Ophelia’s Downfall

Ophelias+Downfall

Meredith McDonough '22, Co-Editor of Austin Authors

What am I living for? Dear Polonius is dead. My beloved Hamlet is out of reach. I almost feel selfish breathing in the fresh air of this beautiful kingdom, when I should have been well on my way to an enclosed nunnery ages ago. Do I want to do this? It doesn’t matter. I need to do this. I cannot live with this debilitating pain any longer, and most importantly, it is essential that I am reunited with my father, wherever that may be.

Flowers and lily pads sitting atop the brook mask the unforgiving underwater branches and crawly creatures that call it home. The dark water can consume me in a heartbeat, but I don’t mind. You’re better off this way. 

I begin to immerse myself, only to be met with pure coldness. It is harsh and hostile. Ice is the only suitable comparison. Spring is on its way, though. Slowly but surely, Elsinore will bloom. The birds will sing and the temperatures will rise, just like it always has. It comforts me to believe that nothing will be different now that I’m gone. How will Hamlet feel about my ultimate wrongdoing? Would he even give the thought of longing for me the time of day?

Under I go. Close your eyes and relax. Don’t fight it. The only way you are meant to go is down. You’re better off this way. 

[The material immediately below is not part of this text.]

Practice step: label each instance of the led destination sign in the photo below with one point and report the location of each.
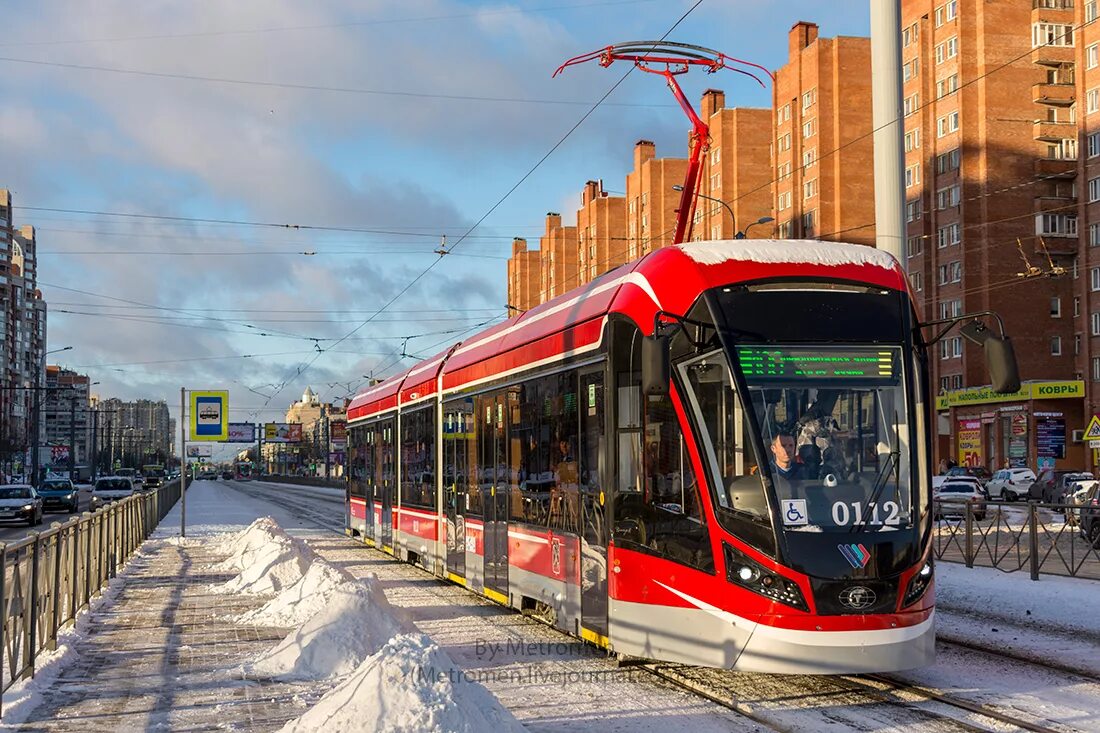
(795, 363)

The frigid water physically hurts me, but it will be over soon.

My garments pull me below the surface. Even if I were to combat I wouldn’t stand a chance. The voluminous dress and abundance of layers below the superficial do the work for me. I know there’s no turning back now. 

Perhaps I will float back up, but my eyes will never meet the shining sun again. My eyes will never meet Hamlet’s again. 

My consciousness is slipping away and silence is prevailing. I can feel it.

You’re better off this way.

Goodbye.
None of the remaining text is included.